Here’s an interesting project that I’ll be taking your over the next few days. We’ll create an app that can recognize a SuDoKu puzzle from a picture taken by a camera (maybe on a phone). We’ll be going over a lot of stuff: geometric transformations, character recognition, logic, etc. This post is an overview of how things will work for the SuDoKu grabber!
Recognizing SuDoKu puzzles with Computer Vision
For identifying SuDoKu puzzles, we’ll make use of the simpler tools image processing provides. Character recognition, detecting lines, fixing skewed pictures, etc.
Here’s a little walkthough of how we’ll be implementing things.
Suppose we start off with this particular image:
The very first thing we need to do is identify the puzzle. Here are some of the challenges when doing this:
- The inner grid lines are very fine and will probably be tough to recognize.
- The lines are not perfect. We’ll have to take care of that.
- The black grid lines have colors same as a lot of other elements in the picture.
To overcome all these, we’ll make one assumption: the puzzle is the biggest element in the image. And it’s a safe assumption to make. You probably aren’t looking to grab a sudoku puzzle if you’re looking at an entire newspaper page.
Another assumption I’m using for this series is that there is a thick black border outside the puzzle. In the above picture, the 3×3 boxes too have thick grid lines. But those aren’t needed. Only the outermost edges of the sudoku puzzle should have thick dark borders.
Step 1: Segmenting the SuDoKu puzzle
The first thing we do is segment the puzzle image with thresholding. After this operation, we get the dark regions of the puzzle:
Of course, there is some preprocessing involved. Things like smoothing out noise, some morphological operations, etc. We’ll see the details when we start implementing this.
Step 2: Detecting the puzzle blob
We can’t detect lines in the image just yet. There are just way too many outliers. There are the numbers, the writing on the top and right edge of the puzzle. There are lines outside the puzzle too.
So we’ll use the assumption that the puzzle is the biggest thing in the image. We check the size of all blobs on the image. Only the puzzle’s grid lines are big enough to cover the largest area on the image.
So, on selecting the blob that covers the biggest region, we get this:
This looks great! Next we detect lines in this noise-free image!
Step 3: Locating the puzzle
We can use the Hough transform to get lines in this image. It returns lines in mathematical terms. So after this step, we’ll know exactly where a lines lies… and not just the pixels where it lies.
We don’t need all these lines. So we just take the lines nearest to the edges. And because they are mathematical lines, we can solve for their intersection. That could give us the four corners of the puzzle. Then, we know exactly where the puzzle is.
For our example, it looks like this:
The corners are not accurate. But pretty close. They should be good enough.

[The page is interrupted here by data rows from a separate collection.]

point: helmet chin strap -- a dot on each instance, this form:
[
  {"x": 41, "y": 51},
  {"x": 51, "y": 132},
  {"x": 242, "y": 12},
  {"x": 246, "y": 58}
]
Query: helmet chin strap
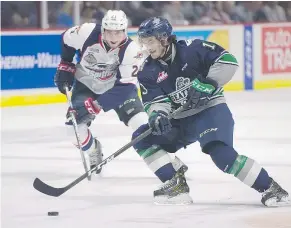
[{"x": 169, "y": 54}]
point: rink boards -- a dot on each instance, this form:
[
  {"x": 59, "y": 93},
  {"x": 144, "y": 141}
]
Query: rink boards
[{"x": 29, "y": 59}]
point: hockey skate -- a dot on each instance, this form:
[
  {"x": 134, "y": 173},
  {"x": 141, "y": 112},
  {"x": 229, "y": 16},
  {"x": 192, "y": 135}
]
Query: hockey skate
[
  {"x": 177, "y": 164},
  {"x": 275, "y": 195},
  {"x": 174, "y": 191},
  {"x": 94, "y": 156}
]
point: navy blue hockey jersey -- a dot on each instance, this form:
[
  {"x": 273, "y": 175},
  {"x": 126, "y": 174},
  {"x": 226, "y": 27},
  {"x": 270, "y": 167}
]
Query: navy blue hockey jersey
[{"x": 165, "y": 87}]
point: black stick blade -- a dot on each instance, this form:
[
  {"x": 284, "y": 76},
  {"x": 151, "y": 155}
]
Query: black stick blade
[{"x": 46, "y": 189}]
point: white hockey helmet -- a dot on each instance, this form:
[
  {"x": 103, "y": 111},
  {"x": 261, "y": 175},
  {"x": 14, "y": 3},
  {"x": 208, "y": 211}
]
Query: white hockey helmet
[{"x": 114, "y": 20}]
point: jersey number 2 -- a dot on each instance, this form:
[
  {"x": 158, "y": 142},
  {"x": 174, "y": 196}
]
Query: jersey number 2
[{"x": 134, "y": 72}]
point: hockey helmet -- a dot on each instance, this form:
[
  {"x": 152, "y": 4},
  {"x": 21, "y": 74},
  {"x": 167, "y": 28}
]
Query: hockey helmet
[{"x": 158, "y": 27}]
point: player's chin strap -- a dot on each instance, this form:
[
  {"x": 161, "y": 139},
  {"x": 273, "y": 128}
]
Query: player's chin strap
[
  {"x": 52, "y": 191},
  {"x": 72, "y": 113}
]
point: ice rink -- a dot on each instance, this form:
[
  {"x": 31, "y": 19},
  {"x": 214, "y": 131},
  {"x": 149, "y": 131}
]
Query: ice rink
[{"x": 34, "y": 144}]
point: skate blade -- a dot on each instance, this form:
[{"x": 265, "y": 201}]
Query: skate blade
[
  {"x": 285, "y": 201},
  {"x": 182, "y": 199}
]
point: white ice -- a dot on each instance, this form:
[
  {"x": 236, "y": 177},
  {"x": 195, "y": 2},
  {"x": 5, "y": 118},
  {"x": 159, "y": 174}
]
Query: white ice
[{"x": 34, "y": 144}]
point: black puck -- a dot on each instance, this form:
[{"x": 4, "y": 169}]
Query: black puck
[{"x": 53, "y": 213}]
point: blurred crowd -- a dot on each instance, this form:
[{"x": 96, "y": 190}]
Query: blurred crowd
[{"x": 60, "y": 14}]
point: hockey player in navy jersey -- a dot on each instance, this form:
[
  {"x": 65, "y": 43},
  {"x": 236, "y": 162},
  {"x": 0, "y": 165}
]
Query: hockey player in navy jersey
[
  {"x": 103, "y": 79},
  {"x": 191, "y": 73}
]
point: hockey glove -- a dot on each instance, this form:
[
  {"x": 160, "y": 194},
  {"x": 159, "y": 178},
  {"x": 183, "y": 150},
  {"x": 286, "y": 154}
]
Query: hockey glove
[
  {"x": 92, "y": 106},
  {"x": 159, "y": 123},
  {"x": 200, "y": 91},
  {"x": 65, "y": 76}
]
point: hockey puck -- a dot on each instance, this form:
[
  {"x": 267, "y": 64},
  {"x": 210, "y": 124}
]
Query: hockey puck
[{"x": 53, "y": 213}]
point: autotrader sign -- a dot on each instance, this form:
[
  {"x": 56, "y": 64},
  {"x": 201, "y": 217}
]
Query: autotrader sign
[{"x": 276, "y": 49}]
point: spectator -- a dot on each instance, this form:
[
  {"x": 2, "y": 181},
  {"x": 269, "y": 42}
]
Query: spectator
[
  {"x": 172, "y": 11},
  {"x": 288, "y": 11},
  {"x": 247, "y": 11},
  {"x": 229, "y": 8},
  {"x": 215, "y": 15},
  {"x": 273, "y": 12},
  {"x": 138, "y": 11}
]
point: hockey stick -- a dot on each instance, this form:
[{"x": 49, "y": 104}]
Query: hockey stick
[
  {"x": 73, "y": 118},
  {"x": 52, "y": 191}
]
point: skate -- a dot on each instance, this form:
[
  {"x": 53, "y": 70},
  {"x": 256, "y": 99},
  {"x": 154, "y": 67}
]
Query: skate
[
  {"x": 275, "y": 195},
  {"x": 174, "y": 191},
  {"x": 95, "y": 155},
  {"x": 177, "y": 164}
]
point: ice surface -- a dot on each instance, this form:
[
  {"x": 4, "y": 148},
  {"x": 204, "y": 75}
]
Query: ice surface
[{"x": 34, "y": 144}]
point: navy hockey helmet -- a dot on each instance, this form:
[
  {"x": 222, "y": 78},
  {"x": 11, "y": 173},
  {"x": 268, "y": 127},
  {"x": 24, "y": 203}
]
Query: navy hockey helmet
[{"x": 158, "y": 27}]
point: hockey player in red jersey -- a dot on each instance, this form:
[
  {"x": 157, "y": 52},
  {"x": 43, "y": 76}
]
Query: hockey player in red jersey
[{"x": 103, "y": 79}]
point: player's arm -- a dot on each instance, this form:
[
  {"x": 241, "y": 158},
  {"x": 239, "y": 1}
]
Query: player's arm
[
  {"x": 156, "y": 103},
  {"x": 217, "y": 67},
  {"x": 125, "y": 86},
  {"x": 72, "y": 40},
  {"x": 218, "y": 63}
]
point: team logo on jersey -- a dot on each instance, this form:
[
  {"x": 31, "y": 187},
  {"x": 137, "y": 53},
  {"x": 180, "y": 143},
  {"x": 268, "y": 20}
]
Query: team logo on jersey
[
  {"x": 99, "y": 66},
  {"x": 143, "y": 89},
  {"x": 182, "y": 86},
  {"x": 90, "y": 59},
  {"x": 162, "y": 76},
  {"x": 138, "y": 56}
]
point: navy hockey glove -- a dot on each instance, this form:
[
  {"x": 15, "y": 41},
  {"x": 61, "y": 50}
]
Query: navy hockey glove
[
  {"x": 159, "y": 123},
  {"x": 92, "y": 107},
  {"x": 200, "y": 91},
  {"x": 65, "y": 76}
]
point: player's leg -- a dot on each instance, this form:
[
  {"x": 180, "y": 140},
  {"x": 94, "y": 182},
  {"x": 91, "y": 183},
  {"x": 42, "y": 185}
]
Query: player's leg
[
  {"x": 216, "y": 139},
  {"x": 174, "y": 189},
  {"x": 90, "y": 145},
  {"x": 132, "y": 113}
]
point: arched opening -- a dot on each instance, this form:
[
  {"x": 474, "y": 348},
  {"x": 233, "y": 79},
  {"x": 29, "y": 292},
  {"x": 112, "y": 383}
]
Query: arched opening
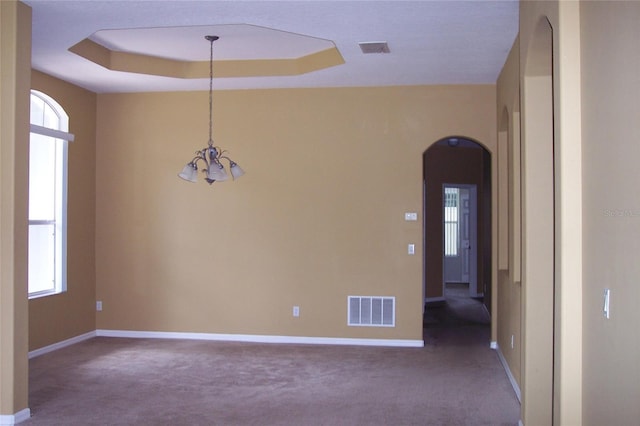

Step 4: Fixing the image and accessing each cell
We have four corners. We can remap this into a new image – where each corner corresponds to a corner on the image:
After remapping, we can divide the puzzle into a 9×9 grid. Each cell in the grid will correspond (approximately) to a cell on the puzzle. The correspondence might not be perfect, but it should be good enough.
Step 5: Identify the numbers
Now for the final part: character recognition. This is simple: we just iterate through each cell and check if it contains some number. If it does, we store it in the internal data structure that holds the sudoku.